Un progetto
ambizioso, che dovrebbe portare a un approccio sempre più integrato
alla malattia, con lo scopo di disegnare le terapie sempre più «su misura»
di Luigi Ripamonti shadow
Un adagio molto popolare fra i diabetologi recita: «non è
il diabetico che costa, ma il diabetico con complicanze». È vero: un diabetico
ben controllato costa al Servizio sanitario nazionale più o meno come una
persona che il diabete non ce l’ha. E proprio perché i diabetici fossero ben
controllati è stato emanato circa un anno fa il Piano Nazionale sulla Malattia
Diabetica. Un progetto ambizioso, che dovrebbe portare a un approccio sempre
più integrato alla malattia, con lo scopo di disegnare le terapie sempre più
«su misura» rispetto alle esigenze dei singoli pazienti, terapie che possono
essere anche sensibilmente diverse. Una cura personalizzata avrebbe il
vantaggio di essere più efficace, meglio seguita e meglio tollerata, il che
comporterebbe anche un vantaggio economico per l’intero sistema.
Ottime premesse e saggi obiettivi. Ma in quale
misura il progetto è stato attuato? Dopo un anno la risposta è,
come al solito nel nostro Paese: qui un pò di più, là un po’ meno. Insomma,
siamo alla solita copertura “a macchia di leopardo”. Con una variante
sorprendente: stavolta alcune delle Regioni in genere «virtuose» risultano a
prima vista più in ritardo di altre che di solito si guadagnano voti bassi
nella pagella dell’efficienza. Salvo scoprire che, in realtà, alcune di queste,
sulla carta prontissime a rispondere «sissignore», hanno invece provveduto
magari a girare fondi destinabili al Piano sul diabete ad Asl con i conti in
profondo rosso, tagliando aiuti già in essere per i diabetici.
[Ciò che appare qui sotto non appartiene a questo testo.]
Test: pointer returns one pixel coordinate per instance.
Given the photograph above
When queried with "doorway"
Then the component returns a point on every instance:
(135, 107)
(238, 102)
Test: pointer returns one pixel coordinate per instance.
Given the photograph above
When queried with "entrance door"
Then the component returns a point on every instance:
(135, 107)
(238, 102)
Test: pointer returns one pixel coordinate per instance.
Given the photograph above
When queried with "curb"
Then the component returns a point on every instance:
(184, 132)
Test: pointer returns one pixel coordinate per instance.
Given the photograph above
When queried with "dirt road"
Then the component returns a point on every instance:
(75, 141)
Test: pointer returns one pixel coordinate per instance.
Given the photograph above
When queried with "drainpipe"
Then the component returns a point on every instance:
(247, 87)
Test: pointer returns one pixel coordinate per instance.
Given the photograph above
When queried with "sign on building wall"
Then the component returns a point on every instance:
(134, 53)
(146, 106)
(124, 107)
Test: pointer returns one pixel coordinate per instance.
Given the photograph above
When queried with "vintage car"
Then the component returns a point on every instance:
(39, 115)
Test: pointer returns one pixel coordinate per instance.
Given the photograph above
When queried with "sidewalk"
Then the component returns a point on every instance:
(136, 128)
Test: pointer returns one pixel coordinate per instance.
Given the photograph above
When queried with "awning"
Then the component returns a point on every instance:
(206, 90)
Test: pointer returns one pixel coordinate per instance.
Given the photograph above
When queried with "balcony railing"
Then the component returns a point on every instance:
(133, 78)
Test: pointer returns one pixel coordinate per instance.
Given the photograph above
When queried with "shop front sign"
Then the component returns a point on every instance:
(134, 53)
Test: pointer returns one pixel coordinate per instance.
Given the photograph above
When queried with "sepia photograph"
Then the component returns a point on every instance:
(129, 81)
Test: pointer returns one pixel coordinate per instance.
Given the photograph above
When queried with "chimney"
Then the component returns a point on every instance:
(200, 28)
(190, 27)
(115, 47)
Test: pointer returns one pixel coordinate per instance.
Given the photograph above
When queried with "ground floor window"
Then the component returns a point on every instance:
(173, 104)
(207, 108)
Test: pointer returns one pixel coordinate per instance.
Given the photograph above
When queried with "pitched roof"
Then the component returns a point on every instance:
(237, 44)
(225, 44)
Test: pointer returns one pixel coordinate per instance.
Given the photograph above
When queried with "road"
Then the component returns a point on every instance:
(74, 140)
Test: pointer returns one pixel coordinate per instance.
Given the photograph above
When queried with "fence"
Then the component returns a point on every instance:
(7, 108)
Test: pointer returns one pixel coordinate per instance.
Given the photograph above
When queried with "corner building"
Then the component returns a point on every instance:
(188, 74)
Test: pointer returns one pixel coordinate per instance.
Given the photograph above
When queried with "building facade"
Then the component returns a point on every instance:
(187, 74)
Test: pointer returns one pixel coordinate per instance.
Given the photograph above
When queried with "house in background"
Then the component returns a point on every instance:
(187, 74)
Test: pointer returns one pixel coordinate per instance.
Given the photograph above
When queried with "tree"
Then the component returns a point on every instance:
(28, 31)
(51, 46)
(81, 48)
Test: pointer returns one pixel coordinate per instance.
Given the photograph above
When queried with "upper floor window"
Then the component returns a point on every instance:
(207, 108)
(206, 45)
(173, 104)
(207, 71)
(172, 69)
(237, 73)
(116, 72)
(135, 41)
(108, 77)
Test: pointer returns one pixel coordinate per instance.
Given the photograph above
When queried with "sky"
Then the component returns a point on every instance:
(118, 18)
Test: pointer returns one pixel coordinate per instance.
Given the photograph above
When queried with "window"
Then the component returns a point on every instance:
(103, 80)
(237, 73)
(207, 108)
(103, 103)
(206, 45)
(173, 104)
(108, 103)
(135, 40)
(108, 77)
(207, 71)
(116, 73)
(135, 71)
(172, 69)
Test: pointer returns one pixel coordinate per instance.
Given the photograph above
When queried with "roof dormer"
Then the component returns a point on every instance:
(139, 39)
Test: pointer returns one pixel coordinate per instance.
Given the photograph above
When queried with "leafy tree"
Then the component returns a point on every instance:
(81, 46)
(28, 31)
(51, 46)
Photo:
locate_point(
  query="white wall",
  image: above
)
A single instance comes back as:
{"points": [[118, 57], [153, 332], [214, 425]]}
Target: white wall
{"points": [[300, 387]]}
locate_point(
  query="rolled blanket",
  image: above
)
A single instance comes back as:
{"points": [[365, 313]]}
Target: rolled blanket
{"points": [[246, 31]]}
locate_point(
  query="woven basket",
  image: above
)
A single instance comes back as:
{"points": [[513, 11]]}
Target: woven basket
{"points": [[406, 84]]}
Non che il Piano per il Diabete sia di facile
attuazione. La distribuzione dei ruoli e delle responsabilità fra
specialisti, medici di medicina generale, ospedali, servizi territoriali, è
oggetto di discussioni anche molto vivaci e ci vorrà del tempo per trovare la
quadratura del cerchio. Resta il fatto che una governance efficace del diabete
è una priorità, non solo in Italia ma in tutto il mondo occidentale, perché i
numeri della malattia sono in crescita costante, e l’impatto economico importantissimo,
specie in uno Stato con sistema sanitario solidaristico universale come il
nostro è (e vorremmo restasse). E, con un apparente paradosso, l’unica
strategia possibile per sopportare l’urto dei costi è metterli in secondo piano
rispetto all’attenzione alla salute del paziente. Perché una buona medicina, lo
dimostrano decine di studi economici, costa molto meno di una medicina non
buona, che è quasi sempre una medicina che spreca risorse.